Step 2) And then perform implicit differentiation, taking v and u to be dependent upon both x and y:
(d will represent the partial derivative symbol):

dv/dx + (1/u)du/dx = y
du/dx + (1/v)dv/dx = 1

I can do some simple Gaussian reduction and obtain:
du/dx = [u(v-y)]/[uv-1] which is the same answer my book gives, the only difference is that my book uses this method to find du/dx:

Step 3)
det(Row 1:yu, u; Row 2: v, 1)/det(Row 1: 1, u; Row 2: v, 1)
which reduces to: (yu)(1) - (u)(v))/(1)(1) - (u)(v).
If the two matrices were A, and B, respectively, then:
a11 = yu, a12 = u, a21 = v, a22 = 1.
b11 = 1, b12 = u, b21 = v, b22 = 1
(sorry, I don't know how to put a real matrix into here)

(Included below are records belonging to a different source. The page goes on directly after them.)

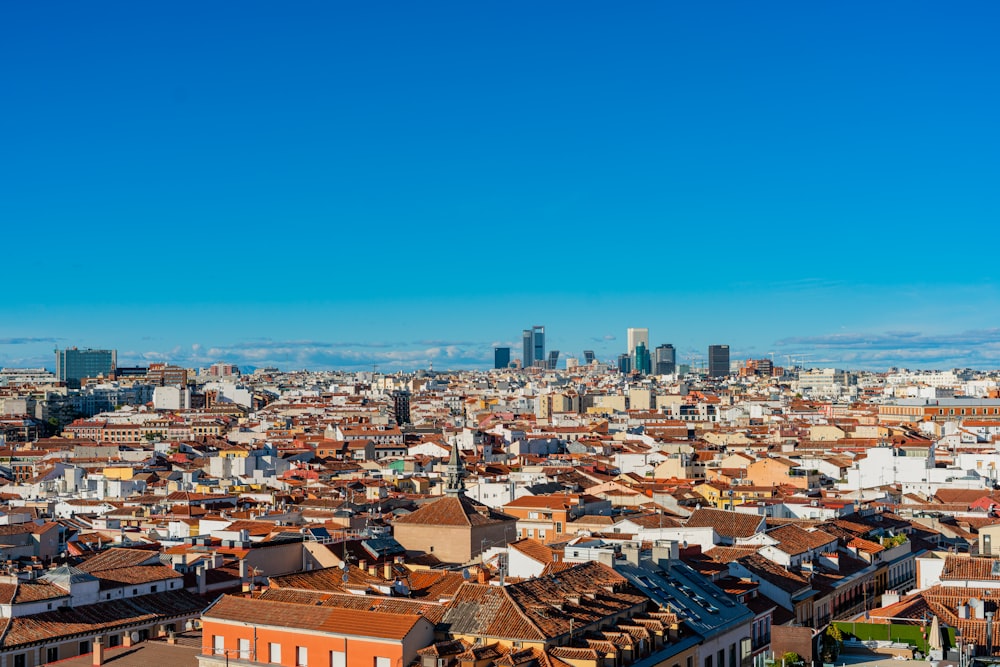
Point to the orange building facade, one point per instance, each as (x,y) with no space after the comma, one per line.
(243,631)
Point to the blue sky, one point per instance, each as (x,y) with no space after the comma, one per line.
(336,185)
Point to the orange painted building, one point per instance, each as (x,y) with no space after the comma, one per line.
(243,631)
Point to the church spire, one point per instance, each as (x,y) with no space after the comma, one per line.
(455,473)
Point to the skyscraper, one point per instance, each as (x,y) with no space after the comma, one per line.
(538,333)
(718,360)
(638,349)
(665,359)
(533,342)
(635,336)
(73,365)
(641,360)
(501,357)
(624,363)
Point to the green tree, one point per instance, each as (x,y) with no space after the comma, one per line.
(832,639)
(790,658)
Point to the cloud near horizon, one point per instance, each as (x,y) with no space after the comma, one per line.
(318,355)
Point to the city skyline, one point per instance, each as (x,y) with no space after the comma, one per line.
(460,355)
(336,186)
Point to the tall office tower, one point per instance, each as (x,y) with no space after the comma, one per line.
(624,363)
(636,336)
(641,361)
(501,357)
(528,345)
(538,334)
(401,406)
(718,360)
(533,344)
(73,365)
(665,359)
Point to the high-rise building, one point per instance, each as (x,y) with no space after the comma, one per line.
(638,337)
(74,365)
(665,359)
(533,342)
(165,375)
(401,407)
(624,363)
(635,336)
(718,360)
(528,349)
(641,362)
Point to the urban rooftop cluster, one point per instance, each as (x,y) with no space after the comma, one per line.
(641,512)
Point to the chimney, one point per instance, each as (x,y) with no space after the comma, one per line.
(631,550)
(665,551)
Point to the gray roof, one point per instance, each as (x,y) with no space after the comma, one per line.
(65,575)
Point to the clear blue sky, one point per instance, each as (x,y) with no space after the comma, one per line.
(332,184)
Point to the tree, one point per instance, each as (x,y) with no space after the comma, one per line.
(790,658)
(832,639)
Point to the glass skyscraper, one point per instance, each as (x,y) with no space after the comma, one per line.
(73,365)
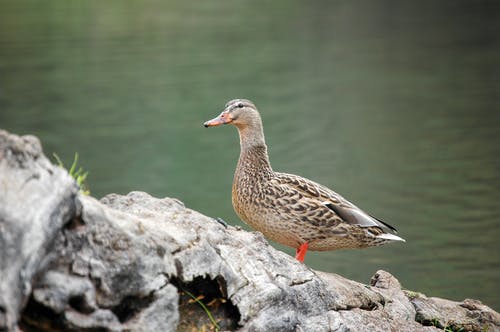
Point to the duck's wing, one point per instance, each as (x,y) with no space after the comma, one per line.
(318,197)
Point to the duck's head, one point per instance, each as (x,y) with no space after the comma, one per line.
(239,112)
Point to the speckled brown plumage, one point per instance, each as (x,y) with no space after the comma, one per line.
(287,208)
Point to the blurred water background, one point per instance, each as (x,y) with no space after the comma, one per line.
(395,105)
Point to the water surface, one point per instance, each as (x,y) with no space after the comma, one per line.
(393,105)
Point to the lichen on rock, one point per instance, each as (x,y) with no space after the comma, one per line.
(139,263)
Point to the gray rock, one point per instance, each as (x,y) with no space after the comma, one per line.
(36,200)
(139,263)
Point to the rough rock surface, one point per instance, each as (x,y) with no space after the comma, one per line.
(139,263)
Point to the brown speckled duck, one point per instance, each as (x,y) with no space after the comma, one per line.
(287,208)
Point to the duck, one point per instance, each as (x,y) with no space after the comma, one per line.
(290,209)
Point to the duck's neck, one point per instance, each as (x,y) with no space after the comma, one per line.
(254,160)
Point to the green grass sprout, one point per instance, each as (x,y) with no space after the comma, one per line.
(76,173)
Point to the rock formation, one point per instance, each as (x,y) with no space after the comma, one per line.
(137,263)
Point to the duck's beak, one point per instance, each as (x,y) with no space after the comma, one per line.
(223,118)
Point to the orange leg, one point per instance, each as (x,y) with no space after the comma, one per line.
(301,252)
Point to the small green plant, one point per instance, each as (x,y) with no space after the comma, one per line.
(204,307)
(78,174)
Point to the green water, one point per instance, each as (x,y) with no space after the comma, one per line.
(395,105)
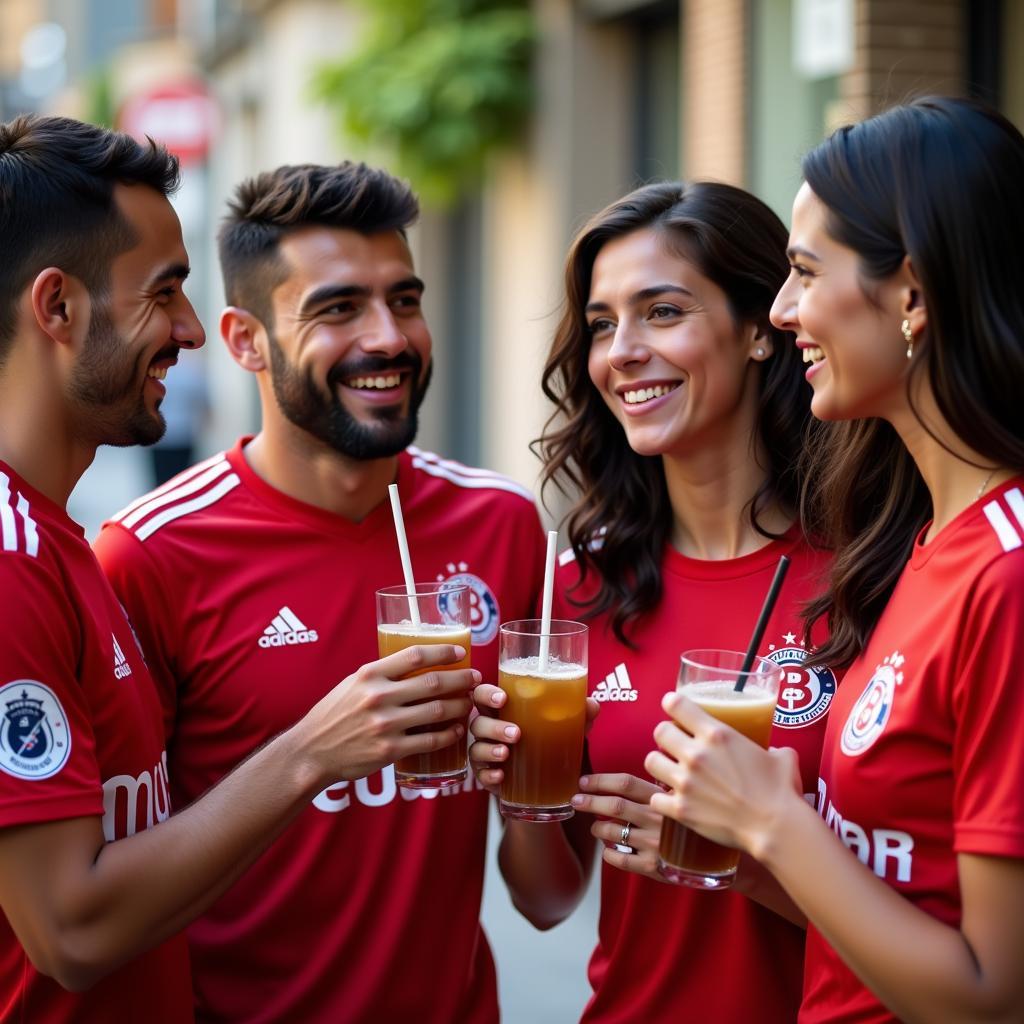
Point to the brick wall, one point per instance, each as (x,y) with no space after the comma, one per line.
(903,47)
(714,89)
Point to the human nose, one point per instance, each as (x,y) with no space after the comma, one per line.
(383,333)
(186,330)
(627,347)
(783,309)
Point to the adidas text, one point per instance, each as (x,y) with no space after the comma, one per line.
(615,686)
(287,639)
(614,694)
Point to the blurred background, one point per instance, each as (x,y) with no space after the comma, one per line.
(514,120)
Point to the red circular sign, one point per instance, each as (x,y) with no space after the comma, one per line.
(182,116)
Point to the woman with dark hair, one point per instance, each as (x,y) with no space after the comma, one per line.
(906,298)
(680,412)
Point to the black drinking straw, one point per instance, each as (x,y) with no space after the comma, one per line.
(759,631)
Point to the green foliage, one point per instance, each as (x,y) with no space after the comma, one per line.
(439,84)
(99,98)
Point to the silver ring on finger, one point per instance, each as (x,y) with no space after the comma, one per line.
(623,846)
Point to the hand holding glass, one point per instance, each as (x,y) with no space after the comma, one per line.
(709,678)
(547,698)
(443,617)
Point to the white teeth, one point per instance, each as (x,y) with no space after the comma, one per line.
(645,394)
(391,380)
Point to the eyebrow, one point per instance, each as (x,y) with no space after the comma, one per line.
(794,251)
(328,293)
(172,271)
(643,295)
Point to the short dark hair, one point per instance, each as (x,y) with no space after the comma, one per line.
(735,241)
(56,202)
(271,205)
(937,180)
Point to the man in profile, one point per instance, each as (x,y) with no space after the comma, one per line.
(370,910)
(94,870)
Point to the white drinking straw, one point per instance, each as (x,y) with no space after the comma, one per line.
(549,587)
(407,562)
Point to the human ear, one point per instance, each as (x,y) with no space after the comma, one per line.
(761,345)
(245,337)
(910,297)
(59,305)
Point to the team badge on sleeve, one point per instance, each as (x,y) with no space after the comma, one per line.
(806,690)
(35,740)
(870,714)
(483,613)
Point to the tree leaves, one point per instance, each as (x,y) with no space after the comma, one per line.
(440,84)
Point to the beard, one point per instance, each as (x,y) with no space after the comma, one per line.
(324,416)
(107,385)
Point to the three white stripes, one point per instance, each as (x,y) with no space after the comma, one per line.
(285,622)
(1006,530)
(8,521)
(169,497)
(464,476)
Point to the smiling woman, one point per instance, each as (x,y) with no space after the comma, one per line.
(679,417)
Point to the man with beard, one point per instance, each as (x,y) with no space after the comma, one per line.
(253,576)
(94,871)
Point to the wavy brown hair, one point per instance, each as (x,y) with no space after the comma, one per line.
(735,241)
(938,180)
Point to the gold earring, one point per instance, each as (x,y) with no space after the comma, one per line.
(908,337)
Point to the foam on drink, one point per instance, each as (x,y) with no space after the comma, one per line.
(550,709)
(393,637)
(752,712)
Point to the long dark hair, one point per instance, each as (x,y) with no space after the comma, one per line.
(939,180)
(736,242)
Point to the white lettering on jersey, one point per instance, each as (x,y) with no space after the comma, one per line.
(287,630)
(615,686)
(380,790)
(875,850)
(125,791)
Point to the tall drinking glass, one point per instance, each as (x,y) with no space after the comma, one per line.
(549,705)
(443,613)
(709,678)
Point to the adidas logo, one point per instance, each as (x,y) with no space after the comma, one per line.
(615,686)
(121,667)
(286,630)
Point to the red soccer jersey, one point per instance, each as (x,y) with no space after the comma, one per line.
(667,953)
(923,758)
(80,735)
(251,605)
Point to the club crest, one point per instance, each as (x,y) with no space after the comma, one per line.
(483,613)
(806,690)
(35,740)
(870,714)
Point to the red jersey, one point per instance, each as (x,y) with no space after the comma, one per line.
(80,735)
(923,757)
(252,605)
(667,953)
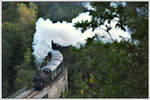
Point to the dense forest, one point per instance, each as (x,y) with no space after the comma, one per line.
(113,69)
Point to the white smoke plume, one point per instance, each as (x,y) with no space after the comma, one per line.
(65,34)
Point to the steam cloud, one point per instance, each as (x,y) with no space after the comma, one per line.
(65,34)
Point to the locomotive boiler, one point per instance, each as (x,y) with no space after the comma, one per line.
(49,72)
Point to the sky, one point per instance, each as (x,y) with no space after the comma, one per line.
(66,34)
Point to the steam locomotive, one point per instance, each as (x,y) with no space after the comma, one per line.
(49,72)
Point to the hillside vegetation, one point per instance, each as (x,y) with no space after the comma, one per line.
(97,69)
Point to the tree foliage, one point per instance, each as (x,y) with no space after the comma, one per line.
(17,34)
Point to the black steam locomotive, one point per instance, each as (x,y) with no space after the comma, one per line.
(49,72)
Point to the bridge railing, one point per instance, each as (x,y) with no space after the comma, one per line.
(17,93)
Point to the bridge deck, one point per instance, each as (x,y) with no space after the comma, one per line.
(39,94)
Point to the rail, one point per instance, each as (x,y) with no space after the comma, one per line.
(39,94)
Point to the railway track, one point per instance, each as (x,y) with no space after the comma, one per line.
(37,94)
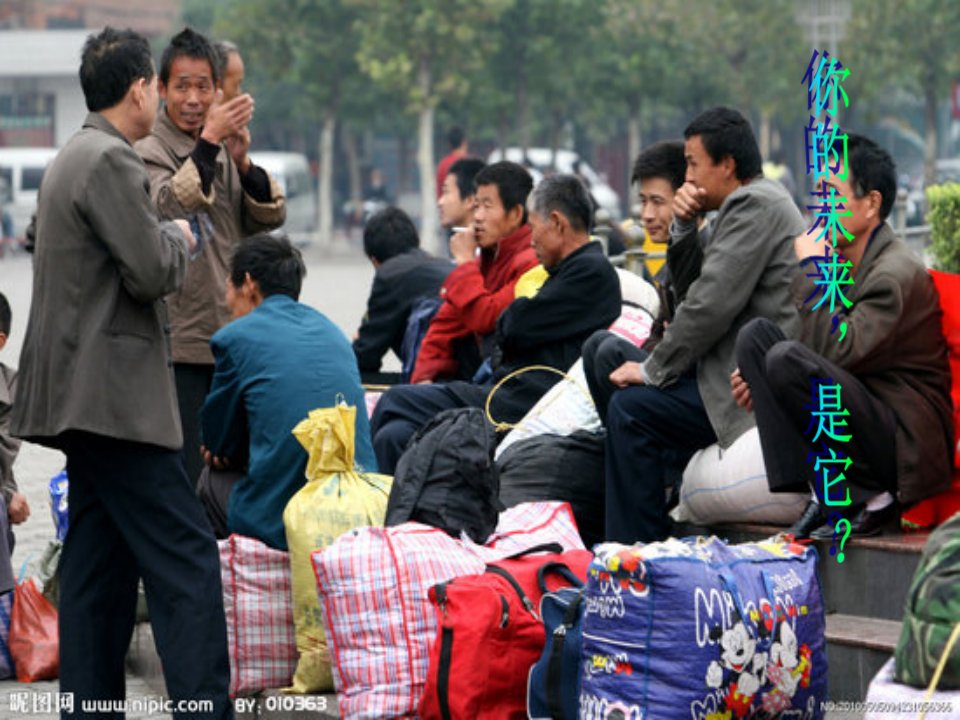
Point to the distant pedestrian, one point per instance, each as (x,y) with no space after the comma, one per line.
(459,147)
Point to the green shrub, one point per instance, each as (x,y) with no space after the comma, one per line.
(944,219)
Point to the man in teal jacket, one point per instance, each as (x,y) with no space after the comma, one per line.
(274,363)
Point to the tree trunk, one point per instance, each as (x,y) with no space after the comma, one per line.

And my problem is that I just don't understand where these matrices came from. I think this may be some formula from linear algebra that I just don't remember, but my book gives no reference to what it's doing, and goes directly from step 2 to step 3, so I'm really kind of lost right now. Any help would be appreciated.

2. Hurkyl

15,998
Staff Emeritus
It looks they used Cramer's rule to solve the linear system of equations, rather than Gaussian elimination. (They also cleared denominators before solving)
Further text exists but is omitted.